A killer whale must eat 2,5% to 5% of its body mass each day (up to 900 kg). Its diet includes anything from small fish to the largest whales. It will also attack dolphins, seals and sea birds.

 

The emperor penguins, which spend the winter inland in some of the coldest areas, do not feed at all during the winter. In the spring the female lays one egg which is kept in a special fold of skin over the feet of the male while the female goes to sea to feed. In this way the egg and the chick, once it has hatched, are protected from the cold.

 

Antarctic Food Web  © Shirley Burchill

All penguins feed at sea, either on krill or squid. One parent goes to feed while the other one remains in the rookery to protect its young. When the adult returns, it regurgitates some of the food it has eaten in order to feed its chick. The chick taps on the side of its parent's beak so that some food is regurgitated. Many penguin chicks do not survive. Their parents may be killed at sea or perhaps the chicks are too weak to tap on their parent's beak. This is often the case when there are two chicks in the brood.
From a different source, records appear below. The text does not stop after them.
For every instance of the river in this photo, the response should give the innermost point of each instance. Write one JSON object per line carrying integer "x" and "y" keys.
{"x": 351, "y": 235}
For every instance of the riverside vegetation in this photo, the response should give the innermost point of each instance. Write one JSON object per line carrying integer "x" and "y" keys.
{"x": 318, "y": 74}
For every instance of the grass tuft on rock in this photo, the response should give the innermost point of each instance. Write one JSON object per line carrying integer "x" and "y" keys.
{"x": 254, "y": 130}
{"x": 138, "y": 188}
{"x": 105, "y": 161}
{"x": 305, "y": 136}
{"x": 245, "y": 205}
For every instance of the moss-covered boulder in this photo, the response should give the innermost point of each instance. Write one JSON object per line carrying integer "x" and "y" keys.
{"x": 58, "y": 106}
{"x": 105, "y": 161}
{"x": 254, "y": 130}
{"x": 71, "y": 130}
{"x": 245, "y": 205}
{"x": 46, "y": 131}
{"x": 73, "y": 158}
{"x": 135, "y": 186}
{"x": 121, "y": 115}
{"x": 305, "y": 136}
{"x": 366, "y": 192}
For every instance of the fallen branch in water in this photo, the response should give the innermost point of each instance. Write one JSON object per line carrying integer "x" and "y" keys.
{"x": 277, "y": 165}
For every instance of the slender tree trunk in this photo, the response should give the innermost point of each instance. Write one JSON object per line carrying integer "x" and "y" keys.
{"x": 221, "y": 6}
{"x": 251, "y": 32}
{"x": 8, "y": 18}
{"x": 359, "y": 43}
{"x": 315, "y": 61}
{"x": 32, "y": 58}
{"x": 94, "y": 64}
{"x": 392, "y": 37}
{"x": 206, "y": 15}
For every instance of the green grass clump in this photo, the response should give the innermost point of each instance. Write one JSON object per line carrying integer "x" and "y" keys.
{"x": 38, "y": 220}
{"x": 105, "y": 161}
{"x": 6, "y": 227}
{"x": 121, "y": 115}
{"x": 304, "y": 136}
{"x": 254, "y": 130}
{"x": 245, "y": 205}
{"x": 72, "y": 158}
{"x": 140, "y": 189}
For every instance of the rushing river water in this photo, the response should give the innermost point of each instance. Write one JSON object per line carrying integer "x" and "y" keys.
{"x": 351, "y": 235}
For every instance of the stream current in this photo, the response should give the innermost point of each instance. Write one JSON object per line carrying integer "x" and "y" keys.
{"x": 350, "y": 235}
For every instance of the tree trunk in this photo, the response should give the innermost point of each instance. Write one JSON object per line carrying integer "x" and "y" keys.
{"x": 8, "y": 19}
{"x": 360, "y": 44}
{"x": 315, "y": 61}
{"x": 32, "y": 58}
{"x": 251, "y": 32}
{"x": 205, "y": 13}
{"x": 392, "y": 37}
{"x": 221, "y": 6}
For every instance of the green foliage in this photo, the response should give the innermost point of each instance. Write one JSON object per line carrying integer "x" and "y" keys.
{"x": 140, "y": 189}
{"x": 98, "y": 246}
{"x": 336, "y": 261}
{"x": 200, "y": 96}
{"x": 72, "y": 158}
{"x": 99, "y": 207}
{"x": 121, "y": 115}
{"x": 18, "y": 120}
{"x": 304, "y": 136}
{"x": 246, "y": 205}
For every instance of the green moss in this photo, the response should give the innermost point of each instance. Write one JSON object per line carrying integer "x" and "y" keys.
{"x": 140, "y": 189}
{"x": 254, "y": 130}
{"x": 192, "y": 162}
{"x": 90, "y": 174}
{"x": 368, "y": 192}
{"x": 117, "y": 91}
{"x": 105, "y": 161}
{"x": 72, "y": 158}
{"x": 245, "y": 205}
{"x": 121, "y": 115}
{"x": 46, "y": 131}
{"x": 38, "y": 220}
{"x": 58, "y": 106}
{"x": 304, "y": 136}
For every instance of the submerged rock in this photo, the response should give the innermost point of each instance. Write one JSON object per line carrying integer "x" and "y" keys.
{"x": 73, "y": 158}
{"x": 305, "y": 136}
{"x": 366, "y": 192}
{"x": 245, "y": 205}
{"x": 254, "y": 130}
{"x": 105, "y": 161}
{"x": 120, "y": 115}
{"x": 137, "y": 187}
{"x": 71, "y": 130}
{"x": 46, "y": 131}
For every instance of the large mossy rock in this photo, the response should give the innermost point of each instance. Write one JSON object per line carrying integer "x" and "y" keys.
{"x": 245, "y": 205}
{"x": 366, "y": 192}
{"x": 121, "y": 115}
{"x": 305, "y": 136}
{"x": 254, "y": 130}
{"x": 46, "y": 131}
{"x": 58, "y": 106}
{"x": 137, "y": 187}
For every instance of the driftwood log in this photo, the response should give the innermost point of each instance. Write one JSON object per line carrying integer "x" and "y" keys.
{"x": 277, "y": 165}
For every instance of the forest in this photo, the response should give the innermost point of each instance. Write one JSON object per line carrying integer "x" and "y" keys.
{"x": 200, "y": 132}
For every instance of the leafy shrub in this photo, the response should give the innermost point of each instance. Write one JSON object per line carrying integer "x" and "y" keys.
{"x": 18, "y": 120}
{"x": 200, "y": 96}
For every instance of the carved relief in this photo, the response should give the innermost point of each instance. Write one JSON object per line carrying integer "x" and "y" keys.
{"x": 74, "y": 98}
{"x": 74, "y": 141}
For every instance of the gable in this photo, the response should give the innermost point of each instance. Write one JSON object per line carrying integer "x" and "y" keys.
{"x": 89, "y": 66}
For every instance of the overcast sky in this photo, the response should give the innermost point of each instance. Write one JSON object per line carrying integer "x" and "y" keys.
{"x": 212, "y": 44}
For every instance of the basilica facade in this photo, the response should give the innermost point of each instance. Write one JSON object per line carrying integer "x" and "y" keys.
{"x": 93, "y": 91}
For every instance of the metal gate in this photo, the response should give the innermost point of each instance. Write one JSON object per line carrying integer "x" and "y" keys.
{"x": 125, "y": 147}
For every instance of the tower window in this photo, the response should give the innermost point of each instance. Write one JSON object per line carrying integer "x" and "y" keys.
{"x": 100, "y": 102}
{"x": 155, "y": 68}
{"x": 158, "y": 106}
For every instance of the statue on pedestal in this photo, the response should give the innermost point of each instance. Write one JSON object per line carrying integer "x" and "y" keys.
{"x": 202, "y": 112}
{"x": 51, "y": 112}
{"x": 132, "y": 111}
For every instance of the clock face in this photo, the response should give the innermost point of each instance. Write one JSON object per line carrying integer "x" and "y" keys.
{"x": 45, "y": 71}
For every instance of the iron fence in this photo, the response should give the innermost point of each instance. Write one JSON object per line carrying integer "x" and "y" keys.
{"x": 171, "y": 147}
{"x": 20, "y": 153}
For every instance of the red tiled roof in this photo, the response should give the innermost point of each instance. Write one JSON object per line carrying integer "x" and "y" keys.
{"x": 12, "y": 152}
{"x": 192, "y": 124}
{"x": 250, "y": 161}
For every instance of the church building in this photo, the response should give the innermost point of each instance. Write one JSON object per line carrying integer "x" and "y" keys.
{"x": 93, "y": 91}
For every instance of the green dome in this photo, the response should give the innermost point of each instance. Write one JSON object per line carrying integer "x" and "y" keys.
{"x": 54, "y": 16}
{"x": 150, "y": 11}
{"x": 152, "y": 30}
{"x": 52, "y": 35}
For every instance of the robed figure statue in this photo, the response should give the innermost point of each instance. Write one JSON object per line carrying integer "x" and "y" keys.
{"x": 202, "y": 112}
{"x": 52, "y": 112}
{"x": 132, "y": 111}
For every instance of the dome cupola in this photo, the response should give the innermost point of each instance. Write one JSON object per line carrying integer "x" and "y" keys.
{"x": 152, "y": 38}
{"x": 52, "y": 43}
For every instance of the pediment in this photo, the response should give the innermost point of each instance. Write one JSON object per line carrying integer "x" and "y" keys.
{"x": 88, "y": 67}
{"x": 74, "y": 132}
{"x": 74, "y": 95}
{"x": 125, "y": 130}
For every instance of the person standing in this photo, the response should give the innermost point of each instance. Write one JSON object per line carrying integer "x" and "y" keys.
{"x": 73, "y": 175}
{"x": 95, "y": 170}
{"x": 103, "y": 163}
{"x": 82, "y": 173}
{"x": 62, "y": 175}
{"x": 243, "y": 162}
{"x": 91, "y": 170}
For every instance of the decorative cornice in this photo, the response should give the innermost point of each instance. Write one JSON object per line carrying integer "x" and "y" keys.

The stronger chick is able to obtain more regurgitated food. Dead penguin chicks are food for the skua. The skuas are scavenging birds which can always be found hovering around penguin rookeries. Skuas will also help themselves to penguin eggs if the eggs are left unattended.

The gentoo and Adélie penguins breed on the uncovered coastal areas during the summer months. Their rookeries are often found on the cliff tops, well away from the reach of leopard seals. These penguins build nests of pebbles and stones. The male penguin is constantly tending the nest. A penguin rookery is a very noisy place. It also has an extremely unpleasant smell due to the enormous quantities of excrement, known as guano.